Chicago – Researchers at Northwestern University´s Fainberg School of Medicine published a new study which concludes that depression could be diagnosed, with almost 90% of accuracy, using algorithms to analyze mobile phone daily usage and GPS data.
Clinical psychologist, David Mohr and Computer Scientist, Sohrob Saeb, gathered information from the smartphones of 40 participants for two weeks. Using a sensor data acquisition app for Android, called Purple Robot, researchers were able to collect useful information from 28 participants only (20 females and 8 males, age ranging from 19 to 58). At the beginning of the experiment participants held a standardized self-reported depression survey called PHQ-9, which facilitates information about symptoms used to diagnose depression. Saeb stated that the phone data was more reliable in detecting depression than daily questions participants answered about how sad they were feeling on a scale.

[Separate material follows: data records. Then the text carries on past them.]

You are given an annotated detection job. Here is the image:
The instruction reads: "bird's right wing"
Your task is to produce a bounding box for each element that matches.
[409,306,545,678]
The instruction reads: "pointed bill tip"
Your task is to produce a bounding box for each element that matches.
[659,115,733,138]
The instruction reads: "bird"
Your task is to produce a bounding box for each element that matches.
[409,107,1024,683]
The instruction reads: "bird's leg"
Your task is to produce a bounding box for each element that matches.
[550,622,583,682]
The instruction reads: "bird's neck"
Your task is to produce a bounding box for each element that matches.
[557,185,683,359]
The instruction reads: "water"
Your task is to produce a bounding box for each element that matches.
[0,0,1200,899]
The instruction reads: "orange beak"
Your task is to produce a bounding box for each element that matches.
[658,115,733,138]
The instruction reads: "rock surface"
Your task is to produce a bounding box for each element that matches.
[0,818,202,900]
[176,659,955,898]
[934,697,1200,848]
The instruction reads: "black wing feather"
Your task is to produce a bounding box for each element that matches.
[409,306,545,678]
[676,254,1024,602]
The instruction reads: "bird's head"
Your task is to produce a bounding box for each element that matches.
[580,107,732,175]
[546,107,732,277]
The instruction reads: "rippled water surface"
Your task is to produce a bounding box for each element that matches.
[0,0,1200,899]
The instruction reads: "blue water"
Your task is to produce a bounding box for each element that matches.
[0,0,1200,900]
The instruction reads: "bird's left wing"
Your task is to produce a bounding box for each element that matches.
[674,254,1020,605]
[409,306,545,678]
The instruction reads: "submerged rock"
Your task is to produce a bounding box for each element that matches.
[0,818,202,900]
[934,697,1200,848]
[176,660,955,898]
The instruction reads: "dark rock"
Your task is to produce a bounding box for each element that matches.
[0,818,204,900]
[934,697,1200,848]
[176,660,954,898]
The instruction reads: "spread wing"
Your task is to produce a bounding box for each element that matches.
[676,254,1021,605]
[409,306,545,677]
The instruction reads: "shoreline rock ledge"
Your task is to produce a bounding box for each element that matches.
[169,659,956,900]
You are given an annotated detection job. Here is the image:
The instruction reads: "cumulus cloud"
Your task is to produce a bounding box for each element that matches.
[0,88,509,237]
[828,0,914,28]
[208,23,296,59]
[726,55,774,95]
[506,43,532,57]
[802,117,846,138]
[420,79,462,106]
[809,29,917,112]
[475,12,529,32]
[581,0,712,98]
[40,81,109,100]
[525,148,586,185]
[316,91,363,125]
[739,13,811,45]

“With phone sensor and GPS data, we can detect if a person has depressive symptoms and the severity of those symptoms without asking them any questions” said David Mohr, one of the authors.
In the paper, published on July 15 in the Journal of Medical Internet Research, authors reported that results obtained from the mobile phone sensor data analysis, showed correlation between daily usage (internet, apps, games), time spent in places like home or work, and symptoms of depression. Of the 28 participants, 50% did not have any signs of depression and 50% had symptoms ranging from mild to severe depression.

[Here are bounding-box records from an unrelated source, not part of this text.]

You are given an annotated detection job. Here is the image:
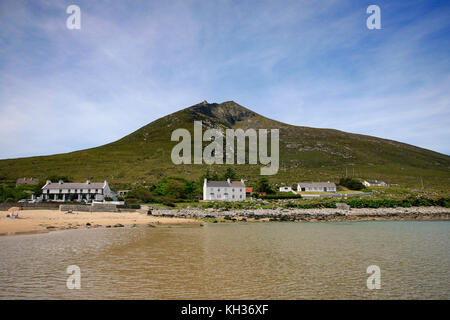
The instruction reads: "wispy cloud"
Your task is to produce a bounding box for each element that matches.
[0,0,450,158]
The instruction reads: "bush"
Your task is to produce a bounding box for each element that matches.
[339,178,364,190]
[256,193,302,200]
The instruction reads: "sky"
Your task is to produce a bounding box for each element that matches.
[0,0,450,159]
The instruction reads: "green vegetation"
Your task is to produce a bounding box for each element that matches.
[339,177,364,190]
[254,177,275,194]
[0,101,450,195]
[125,177,200,207]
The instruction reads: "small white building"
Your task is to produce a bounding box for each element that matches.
[203,179,245,201]
[42,180,115,202]
[280,187,292,192]
[297,181,336,192]
[362,180,389,187]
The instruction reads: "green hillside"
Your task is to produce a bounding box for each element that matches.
[0,101,450,192]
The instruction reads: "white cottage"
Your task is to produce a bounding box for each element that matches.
[297,181,336,192]
[362,180,389,187]
[203,179,245,201]
[42,180,115,202]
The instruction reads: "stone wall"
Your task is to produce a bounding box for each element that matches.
[0,202,60,211]
[59,203,119,212]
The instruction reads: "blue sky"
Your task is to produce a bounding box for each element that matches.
[0,0,450,158]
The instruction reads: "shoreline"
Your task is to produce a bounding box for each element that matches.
[153,207,450,222]
[0,210,201,236]
[0,207,450,236]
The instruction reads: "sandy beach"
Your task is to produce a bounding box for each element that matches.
[0,210,200,235]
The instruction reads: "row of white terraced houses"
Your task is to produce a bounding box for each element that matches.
[42,179,387,201]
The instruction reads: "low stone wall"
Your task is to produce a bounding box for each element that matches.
[0,202,60,211]
[92,203,119,212]
[59,203,119,212]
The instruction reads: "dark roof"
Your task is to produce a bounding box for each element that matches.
[206,181,245,188]
[42,182,105,189]
[16,178,39,186]
[298,182,336,188]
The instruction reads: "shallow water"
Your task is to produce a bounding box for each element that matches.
[0,221,450,299]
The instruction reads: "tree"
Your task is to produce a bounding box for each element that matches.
[255,177,274,194]
[154,177,198,199]
[339,177,364,190]
[223,168,237,180]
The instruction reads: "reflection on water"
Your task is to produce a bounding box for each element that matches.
[0,221,450,299]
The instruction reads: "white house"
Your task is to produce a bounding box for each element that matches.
[362,180,389,187]
[297,181,336,192]
[203,179,245,201]
[42,180,115,202]
[280,187,292,192]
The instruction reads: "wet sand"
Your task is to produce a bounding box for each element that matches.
[0,210,200,235]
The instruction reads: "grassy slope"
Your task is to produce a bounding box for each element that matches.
[0,102,450,192]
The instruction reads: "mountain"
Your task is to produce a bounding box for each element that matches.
[0,101,450,191]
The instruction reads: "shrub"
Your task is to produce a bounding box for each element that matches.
[339,177,364,190]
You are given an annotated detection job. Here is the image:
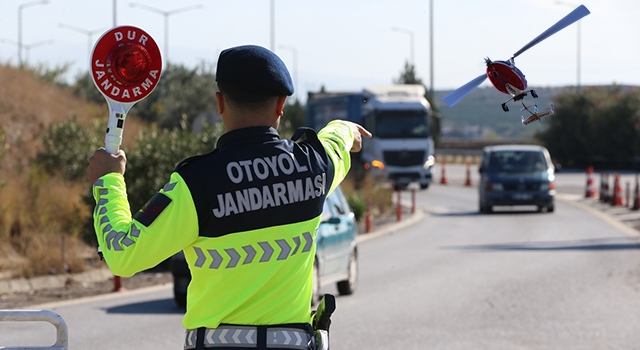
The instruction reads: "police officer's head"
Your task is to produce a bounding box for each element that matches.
[216,45,293,109]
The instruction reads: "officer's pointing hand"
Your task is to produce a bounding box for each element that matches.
[347,122,371,152]
[87,148,127,184]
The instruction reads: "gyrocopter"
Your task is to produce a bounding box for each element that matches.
[442,5,590,117]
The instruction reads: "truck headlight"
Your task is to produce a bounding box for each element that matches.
[422,156,436,169]
[371,159,384,170]
[487,182,504,191]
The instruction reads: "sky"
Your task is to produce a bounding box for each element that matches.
[0,0,640,101]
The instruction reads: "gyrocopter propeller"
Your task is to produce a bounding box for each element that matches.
[442,5,591,112]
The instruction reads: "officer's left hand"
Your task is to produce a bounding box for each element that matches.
[87,148,127,185]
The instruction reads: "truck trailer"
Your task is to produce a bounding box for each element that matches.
[306,85,435,189]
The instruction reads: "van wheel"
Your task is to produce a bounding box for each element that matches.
[337,249,358,295]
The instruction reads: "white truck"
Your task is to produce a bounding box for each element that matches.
[306,85,435,189]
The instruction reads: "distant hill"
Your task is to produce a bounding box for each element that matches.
[434,87,573,141]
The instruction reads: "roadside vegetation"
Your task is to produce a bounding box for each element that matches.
[0,57,640,277]
[0,65,391,277]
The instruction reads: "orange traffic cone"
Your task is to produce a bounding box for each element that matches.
[464,161,471,186]
[600,173,609,203]
[440,160,449,185]
[584,166,596,198]
[631,174,640,210]
[611,174,622,205]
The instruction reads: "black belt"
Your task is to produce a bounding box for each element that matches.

For instance, the study found that the average daily usage for depressed people was 68 minutes, while those without depression averaged 17 minutes. Moreover, patterns of location variance and home stay were used to measure whether the participants matched the normal symptoms of depression, given that people with this condition tend to move less through geographic space, and live a more sedentary live.
This part of the study showed stronger correlation. On this matter the research revealed, based on GPS data, that people who repeated their schedule day after day, had a good distribution of time in different places, and moved a lot in terms of physical distance were less likely to be depressed. Senior author David Mohr commented that “data showing depressed people tended not to go many places reflects the loss of motivation seen in depression“.

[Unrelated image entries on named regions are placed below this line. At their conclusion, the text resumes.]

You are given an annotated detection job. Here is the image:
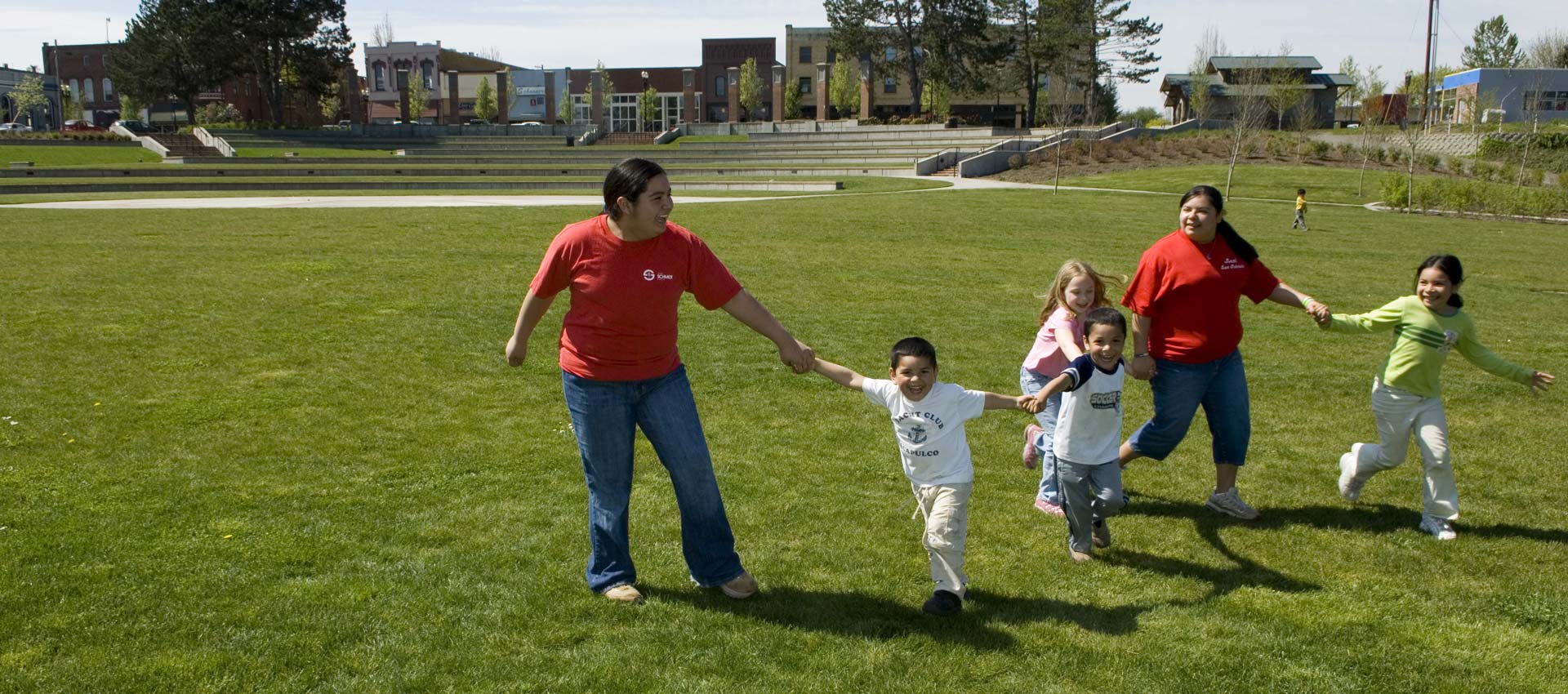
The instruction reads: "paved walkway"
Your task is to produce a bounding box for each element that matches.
[0,174,1370,210]
[0,174,1038,210]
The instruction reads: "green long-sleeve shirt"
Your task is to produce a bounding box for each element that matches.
[1325,295,1535,398]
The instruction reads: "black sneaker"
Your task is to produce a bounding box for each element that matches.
[920,590,964,617]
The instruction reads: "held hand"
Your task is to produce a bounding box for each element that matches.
[1127,354,1156,380]
[779,338,817,373]
[506,336,528,367]
[1306,300,1334,326]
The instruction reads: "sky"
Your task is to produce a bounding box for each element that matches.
[0,0,1568,109]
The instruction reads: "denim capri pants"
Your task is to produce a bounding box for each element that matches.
[1127,349,1253,465]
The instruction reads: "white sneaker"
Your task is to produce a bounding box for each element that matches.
[1205,487,1258,520]
[1421,514,1459,541]
[1339,443,1367,501]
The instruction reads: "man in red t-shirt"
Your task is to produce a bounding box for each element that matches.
[506,158,815,602]
[1120,185,1312,520]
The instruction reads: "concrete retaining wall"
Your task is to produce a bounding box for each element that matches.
[0,180,844,196]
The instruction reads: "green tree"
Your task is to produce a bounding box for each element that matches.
[637,86,658,131]
[1187,24,1229,130]
[408,72,430,122]
[10,75,49,122]
[920,82,953,119]
[585,60,615,100]
[229,0,354,122]
[1116,106,1160,127]
[119,92,147,121]
[991,0,1074,124]
[110,0,242,122]
[834,58,861,118]
[1524,29,1568,69]
[823,0,996,111]
[315,94,343,125]
[555,91,577,125]
[1187,69,1214,130]
[1088,80,1121,124]
[474,78,496,121]
[735,58,762,121]
[60,83,79,124]
[1460,14,1524,69]
[1334,55,1365,106]
[784,77,800,119]
[1263,52,1307,130]
[1074,0,1165,127]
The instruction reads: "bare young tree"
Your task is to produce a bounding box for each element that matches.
[1225,65,1273,198]
[1356,68,1394,198]
[370,12,392,46]
[1187,24,1229,130]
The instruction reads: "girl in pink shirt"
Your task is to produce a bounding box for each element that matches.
[1018,260,1118,515]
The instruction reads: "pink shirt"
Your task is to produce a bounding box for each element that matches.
[528,215,740,380]
[1024,305,1084,377]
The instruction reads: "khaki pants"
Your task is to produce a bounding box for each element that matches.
[911,483,975,597]
[1355,380,1460,520]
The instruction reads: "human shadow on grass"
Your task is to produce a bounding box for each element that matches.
[651,586,1152,650]
[1123,495,1568,544]
[1104,495,1322,607]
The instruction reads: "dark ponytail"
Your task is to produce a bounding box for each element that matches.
[1181,185,1258,265]
[1413,254,1464,309]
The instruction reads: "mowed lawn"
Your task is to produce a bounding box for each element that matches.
[0,183,1568,694]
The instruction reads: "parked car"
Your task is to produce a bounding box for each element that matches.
[60,121,108,133]
[114,121,152,135]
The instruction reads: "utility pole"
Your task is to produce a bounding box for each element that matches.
[1421,0,1438,131]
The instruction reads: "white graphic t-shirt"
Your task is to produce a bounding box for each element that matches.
[1052,354,1127,465]
[861,379,985,486]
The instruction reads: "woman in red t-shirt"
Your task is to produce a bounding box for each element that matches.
[506,158,815,602]
[1121,185,1312,520]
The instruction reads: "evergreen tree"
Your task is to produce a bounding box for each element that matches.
[834,56,864,118]
[1461,14,1524,69]
[735,58,762,121]
[823,0,996,111]
[1077,0,1165,126]
[229,0,354,122]
[114,0,242,122]
[474,78,497,121]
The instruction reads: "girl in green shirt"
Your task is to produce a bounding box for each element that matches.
[1312,256,1557,541]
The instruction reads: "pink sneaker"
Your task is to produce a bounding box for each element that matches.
[1024,425,1046,470]
[1035,498,1068,518]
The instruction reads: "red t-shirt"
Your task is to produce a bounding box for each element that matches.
[1121,229,1280,363]
[528,215,740,380]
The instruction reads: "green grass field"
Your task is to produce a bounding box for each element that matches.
[234,147,394,158]
[1062,164,1428,205]
[0,172,951,207]
[0,182,1568,694]
[0,145,163,166]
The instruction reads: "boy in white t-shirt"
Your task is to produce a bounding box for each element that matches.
[813,337,1033,616]
[1030,309,1127,561]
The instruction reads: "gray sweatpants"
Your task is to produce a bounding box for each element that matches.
[1057,457,1123,553]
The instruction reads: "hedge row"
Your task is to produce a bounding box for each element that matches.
[1379,176,1568,216]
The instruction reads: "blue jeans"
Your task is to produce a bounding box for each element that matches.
[561,367,743,592]
[1018,367,1062,505]
[1127,349,1253,465]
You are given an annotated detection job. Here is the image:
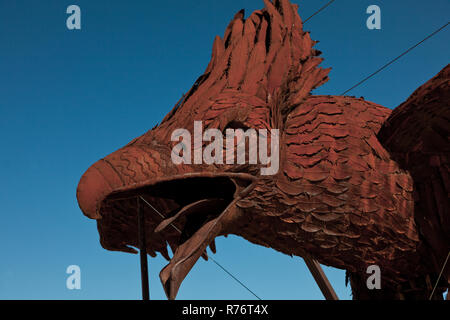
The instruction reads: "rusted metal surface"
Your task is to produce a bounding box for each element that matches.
[303,257,339,300]
[77,0,450,299]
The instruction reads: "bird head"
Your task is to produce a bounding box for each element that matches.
[77,0,329,299]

The conclusions of the publication, addressed the importance of replicating this study with a larger number of participants, given that technology and data analysis of this kind “offers numerous clinical opportunities, including continuous monitoring of at-risk populations with little patient burden and interventions that can provide just-in-time outreach“.
Leading author Sohrob Saeb expressed in an interview that, “If these methods are successful in finding out if someone has depression, symptoms won’t require any input from the patient. We’ll be able to passively and objectively measure behavior without a patient having to report this every day.“
In the future Saeb hopes to answer one question that appears to be crucial, “whether it is these behaviors that are causing the depression or whether the depression is causing the behaviors“.
Saeb remain ambiguous and says “it can be bidirectional“.